“The more you tighten your grip, Tarkin, the more star systems will slip through your fingers.”

I suspect it is a pretty universal rule that, as any set of rules becomes more complex or more strict, the incentives to treat these rules as bullshit also increases and, at some point, becomes irresistible for most people and organizations. Treating rules as bullshit means attempting to appear to follow the rules while not attempting to following the rules.

One repeated pattern in the response to police violence is for other parts of the government–legislators especially, but also other levels of the police hierarchy, executives outside the police hierarchy, and so on–to attempt to solve a failure to follow rules by creating more rules. The simple futility of this should be obvious. If being against the rules were enough to stop the activity, the activity would have already stopped. Sometimes it looks as though there is some particular loophole that might be closed, but we shouldn’t underestimate the powers of determined people to simply invent loopholes through creative reinterpretation of language.

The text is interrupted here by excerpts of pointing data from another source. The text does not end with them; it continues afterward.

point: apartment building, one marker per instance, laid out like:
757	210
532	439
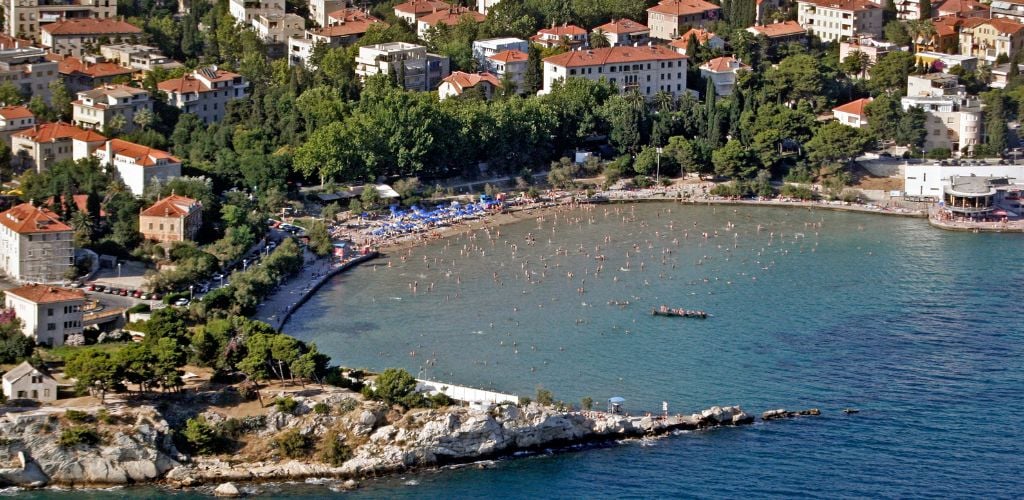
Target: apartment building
23	18
205	92
670	18
646	70
410	65
35	245
78	37
836	21
96	109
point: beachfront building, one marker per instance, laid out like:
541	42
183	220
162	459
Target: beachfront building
646	70
417	69
835	21
459	82
954	120
778	33
853	114
704	37
135	56
174	218
414	9
23	18
344	28
624	32
42	146
723	72
14	118
27	382
98	108
26	67
84	74
205	92
988	39
137	165
49	315
450	16
78	37
670	18
35	245
569	36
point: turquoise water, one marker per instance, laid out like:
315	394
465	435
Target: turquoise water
919	328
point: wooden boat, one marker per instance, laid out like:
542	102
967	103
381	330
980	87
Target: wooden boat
679	313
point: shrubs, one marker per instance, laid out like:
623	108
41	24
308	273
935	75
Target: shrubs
78	434
293	444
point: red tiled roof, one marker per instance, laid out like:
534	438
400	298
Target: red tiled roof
775	30
90	27
854	108
623	27
1006	27
15	112
29	219
683	41
49	132
606	55
723	65
852	5
562	31
510	56
463	81
72	66
452	16
42	294
143	156
172	206
683	7
420	7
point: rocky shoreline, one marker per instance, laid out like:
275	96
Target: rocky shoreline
140	449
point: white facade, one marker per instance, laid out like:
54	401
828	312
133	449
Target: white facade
205	92
929	179
417	69
95	109
647	70
49	315
840	19
35	245
25	382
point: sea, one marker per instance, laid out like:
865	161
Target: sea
918	329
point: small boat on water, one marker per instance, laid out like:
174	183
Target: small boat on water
679	313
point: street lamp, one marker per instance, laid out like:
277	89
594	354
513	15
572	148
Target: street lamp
657	174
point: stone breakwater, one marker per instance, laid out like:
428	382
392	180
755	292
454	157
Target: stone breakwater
381	442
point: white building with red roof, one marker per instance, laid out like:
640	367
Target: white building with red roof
343	29
42	146
96	109
205	92
14	118
49	315
69	36
570	35
449	16
138	165
834	21
853	113
173	218
35	245
458	82
647	70
704	38
414	9
670	18
624	32
723	72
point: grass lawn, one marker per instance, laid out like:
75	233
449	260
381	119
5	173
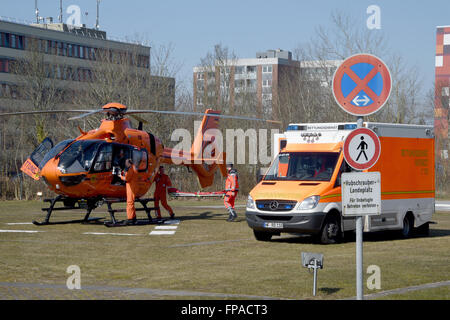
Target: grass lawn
208	254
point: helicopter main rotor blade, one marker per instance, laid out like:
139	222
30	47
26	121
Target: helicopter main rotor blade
39	112
86	114
202	114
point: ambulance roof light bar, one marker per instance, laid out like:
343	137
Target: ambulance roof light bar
321	126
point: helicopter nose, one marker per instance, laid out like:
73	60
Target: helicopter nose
49	175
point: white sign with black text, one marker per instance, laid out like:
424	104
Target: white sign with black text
361	193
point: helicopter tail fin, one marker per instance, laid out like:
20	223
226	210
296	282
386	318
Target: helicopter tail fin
31	165
204	157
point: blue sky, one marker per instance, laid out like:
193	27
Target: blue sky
249	26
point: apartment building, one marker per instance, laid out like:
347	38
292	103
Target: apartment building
442	90
71	54
255	83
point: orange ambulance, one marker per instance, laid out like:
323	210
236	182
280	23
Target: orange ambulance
301	191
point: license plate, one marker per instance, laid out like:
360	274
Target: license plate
277	225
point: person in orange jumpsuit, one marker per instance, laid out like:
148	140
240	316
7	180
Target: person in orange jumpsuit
231	190
130	176
162	182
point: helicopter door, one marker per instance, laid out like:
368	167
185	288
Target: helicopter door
31	165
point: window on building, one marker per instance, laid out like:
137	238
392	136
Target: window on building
239	70
267	69
251	83
6	38
4	65
251	69
69	50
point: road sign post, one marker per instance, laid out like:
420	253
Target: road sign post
361	86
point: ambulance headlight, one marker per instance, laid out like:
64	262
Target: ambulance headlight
250	202
309	203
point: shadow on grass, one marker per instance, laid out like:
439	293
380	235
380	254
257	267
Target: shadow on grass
349	237
329	291
202	216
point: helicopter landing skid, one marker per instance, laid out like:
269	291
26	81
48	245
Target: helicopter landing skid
69	204
138	222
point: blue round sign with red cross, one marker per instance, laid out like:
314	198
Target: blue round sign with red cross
362	84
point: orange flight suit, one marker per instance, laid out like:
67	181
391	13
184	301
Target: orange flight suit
162	182
131	179
231	189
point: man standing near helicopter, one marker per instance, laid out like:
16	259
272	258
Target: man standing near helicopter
231	190
162	181
130	176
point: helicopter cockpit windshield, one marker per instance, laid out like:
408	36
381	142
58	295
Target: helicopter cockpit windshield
79	156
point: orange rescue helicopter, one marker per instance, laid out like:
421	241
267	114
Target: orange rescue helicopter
84	171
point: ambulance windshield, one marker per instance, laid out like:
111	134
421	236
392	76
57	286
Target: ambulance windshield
305	166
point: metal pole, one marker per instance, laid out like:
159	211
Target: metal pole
359	256
359	244
315	278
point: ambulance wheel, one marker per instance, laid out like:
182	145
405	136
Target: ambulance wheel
424	230
331	230
408	226
262	236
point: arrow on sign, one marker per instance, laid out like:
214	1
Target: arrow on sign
357	100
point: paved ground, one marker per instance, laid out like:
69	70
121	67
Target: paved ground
30	291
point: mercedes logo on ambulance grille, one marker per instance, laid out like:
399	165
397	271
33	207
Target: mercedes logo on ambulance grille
274	205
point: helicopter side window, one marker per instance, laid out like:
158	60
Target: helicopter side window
79	156
54	151
121	153
104	159
140	159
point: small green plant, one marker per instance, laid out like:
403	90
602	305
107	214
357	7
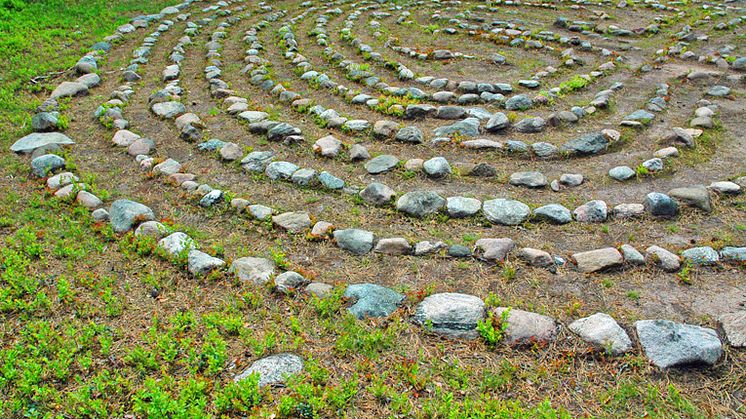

I think this approach is worse than futile. As the ruleset becomes more complicated, it becomes more difficult to tell if any particular action is in accord with it. The scope of any particular ambiguity is narrowed, but the number of ambiguities increases and it becomes more difficult to understand and keep track of them as they proliferate. As for ambiguities, so for loopholes. Beyond a certain point, both the ruleset and the argument that a particular action is in accord with it are sufficiently complex that, in practice, the issue can’t be resolved rationally. It may become a test of stamina: whoever is willing to continue into longer arguments for more obscure points wins. Or it may be determined by influence, resistance to influence, or more sophisticated manipulations of bureaucratic process. Some degree of this descent from rule-following into obfuscation and bureaucratic machination is probably inevitable whenever a sufficient number of people in an organization don’t want to follow the rules, although there are certainly factors that make the problem more or less severe.

We should also consider those people in the organization who would ordinarily make a good faith attempt to follow the rules. As rules become more complex, it becomes more difficult to do so. At some point, it will be practically impossible. Complexity eventually recruits everyone into the group of people who don’t want to follow the rules, or at minimum into the group of people who must choose to follow some rules and not others. Bullshit becomes an organizational norm, with some assumed agreement about which rules we actually follow and which rules we merely pretend to follow. Of course, it will be very difficult to have any honest discussions within the organization about which rules are in which category, and very difficult to tell good faith attempts at rule-following from obfuscatory bullshit.

I suspect that the way out of this trap requires, among other things, that the rules be made simpler and more permissive.